Demografische factoren. Als we kijken naar de ontevredenheid over de religieuze elite, dan zien we dat deze sterk wordt bepaald door demografische gegevens14. Het effect van etniciteit is significant. Turken zijn minder ontevreden over de vertegenwoordiging van de religieuze leiders dan Marokkanen. Dit werd ook al in hoofdstuk 3 geconstateerd. Dat Turkse religieuze leiders een duidelijker aanspreekpunt zijn en in het algemeen hoger zijn opgeleid lijkt dit te verklaren. Naast etniciteit zien we dat de generatie waartoe een respondent behoort, invloed heeft op de tevredenheid over de religieuze leiders. Mensen die tweede generatie migrant zijn, zijn meer tevreden dan mensen uit de eerste generatie. Dit is omgekeerd aan het effect van generatie op het vertrouwen in de politiek. Daar waar de mensen die niet in Nederland geboren zijn, tevredener zijn over het Amsterdamse bestuur, zijn ze ontevredener over de religieuze vertegenwoordiging. Dit kan gerelateerd zijn aan een vergelijking met het land van herkomst. Het lokaal bestuur lijkt beter in Nederland, maar de religieuze vertegenwoordiging niet. Ook opleiding heeft invloed op de waardering van religieuze leiders. Het is niet verrassend dat hoger opgeleiden meer kritisch zijn en daardoor ook minder tevreden zijn over de religieuze leiders. Ook komt naar voren dat vooral mensen met een hoger inkomen vinden dat de elite de religie slecht vertegenwoordigt. Ook dit zal te maken hebben met een meer kritische houding, die blijkbaar meer voorkomt onder mensen met een hoger dan een lager inkomen. Deze ontevredenheid blijkt ook meer voor te komen onder mensen uit kleinere huishoudens. Het lijkt ons dat dit te maken heeft met de relatie tussen de grootte van het huishouden en het opleidingsniveau en de mate van traditie binnen de gezinnen. Mensen uit kleinere gezinnen zullen waarschijnlijk uit een hoger opgeleide, meer progressieve omgeving komen, wat maakt dat ze kritischer staan tegenover de religieuze elite.

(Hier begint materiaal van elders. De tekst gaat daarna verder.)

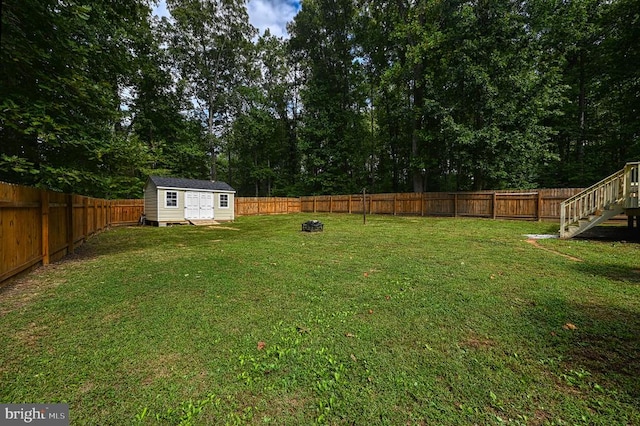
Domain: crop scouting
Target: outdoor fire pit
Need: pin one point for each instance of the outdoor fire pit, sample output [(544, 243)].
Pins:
[(312, 226)]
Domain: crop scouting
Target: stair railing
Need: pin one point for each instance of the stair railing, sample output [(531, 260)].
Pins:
[(631, 186), (607, 192)]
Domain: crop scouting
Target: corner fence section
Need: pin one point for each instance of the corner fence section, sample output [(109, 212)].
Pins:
[(541, 204), (38, 227)]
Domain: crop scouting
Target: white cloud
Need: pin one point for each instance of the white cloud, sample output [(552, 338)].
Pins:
[(263, 14), (272, 14)]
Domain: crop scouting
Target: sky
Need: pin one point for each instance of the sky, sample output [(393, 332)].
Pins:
[(263, 14)]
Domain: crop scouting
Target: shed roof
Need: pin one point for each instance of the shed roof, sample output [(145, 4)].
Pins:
[(166, 182)]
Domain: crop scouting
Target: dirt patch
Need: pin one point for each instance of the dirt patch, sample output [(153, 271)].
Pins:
[(536, 244), (478, 342), (223, 227)]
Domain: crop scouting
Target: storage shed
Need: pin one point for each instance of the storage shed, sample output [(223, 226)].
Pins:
[(181, 201)]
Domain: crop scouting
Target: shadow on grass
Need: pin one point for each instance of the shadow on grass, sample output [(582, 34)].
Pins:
[(611, 233), (605, 341), (614, 272), (136, 239)]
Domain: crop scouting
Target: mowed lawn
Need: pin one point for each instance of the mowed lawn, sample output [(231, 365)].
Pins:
[(399, 321)]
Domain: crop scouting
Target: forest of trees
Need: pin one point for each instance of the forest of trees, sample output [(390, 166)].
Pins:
[(387, 95)]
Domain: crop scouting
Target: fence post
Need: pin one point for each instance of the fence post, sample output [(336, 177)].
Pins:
[(539, 207), (495, 203), (70, 238), (455, 205), (44, 214), (85, 214)]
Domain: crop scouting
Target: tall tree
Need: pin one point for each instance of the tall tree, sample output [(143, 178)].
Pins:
[(64, 67), (332, 123), (210, 43)]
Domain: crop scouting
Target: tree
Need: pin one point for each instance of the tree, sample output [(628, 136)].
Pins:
[(332, 126), (64, 66), (210, 44)]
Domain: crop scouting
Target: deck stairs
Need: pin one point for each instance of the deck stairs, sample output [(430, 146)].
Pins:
[(612, 196), (202, 222)]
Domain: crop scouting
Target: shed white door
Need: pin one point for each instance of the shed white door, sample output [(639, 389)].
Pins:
[(198, 205), (206, 205)]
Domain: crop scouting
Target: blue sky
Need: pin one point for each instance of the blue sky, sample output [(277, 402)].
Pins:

Sociaal kapitaal, sociale binding en attitudes. Naast de genoemde demografische verklaringen zijn er geen andere significante effecten.

Relatie met andere aangrijpingspunten voor radicalisme. Ontevredenheid over de religieuze leiders hangt (negatief) samen met orthodoxie en (positief) met het gevoel dat de islam een politiek strijdpunt is. Mensen die orthodox zijn, zijn relatief tevreden over religieuze leiders.

Zoals we al bespraken zijn orthodoxe moslims over het algemeen extra volgzaam naar de religieuze elite, omdat zij voor de meeste van hen eenvoudigweg hun leiders zijn. Mensen die

14 Model 1: R2=0.19, Model 2: R2=0.22, Model 3: R2=0.31 (alleen demografische kenmerken significante correlatie)

het gevoel hebben dat de islam een politiek strijdpunt is zijn daarentegen vaak relatief ontevreden over religieuze leiders. Dit zou kunnen komen doordat zij vinden dat deze religieuze leiders niet genoeg hun best doen om de islam in een beter daglicht te stellen of om het slechte imago te doorbreken.

5.7 Utopisch en dichotoom wereldbeeld verklaard

Tenslotte beschrijven we hoe we kunnen verklaren dat mensen meer dan gemiddeld utopisch denken en een dichotoom wereldbeeld hebben.

Demografische factoren. Met betrekking tot een utopisch wereldbeeld maken we uit de data op dat ouderen vaker dan jongeren, de tweede generatie vaker dan de eerste generatie, en mensen met werk vaker dan mensen zonder werk denken aan een ideale samenleving. Ook is het denken van mensen met een hogere opleiding en mensen uit kleinere gezinnen vaker utopisch. De effecten van opleiding en grootte huishouden verdwijnen als we controleren voor attitudes.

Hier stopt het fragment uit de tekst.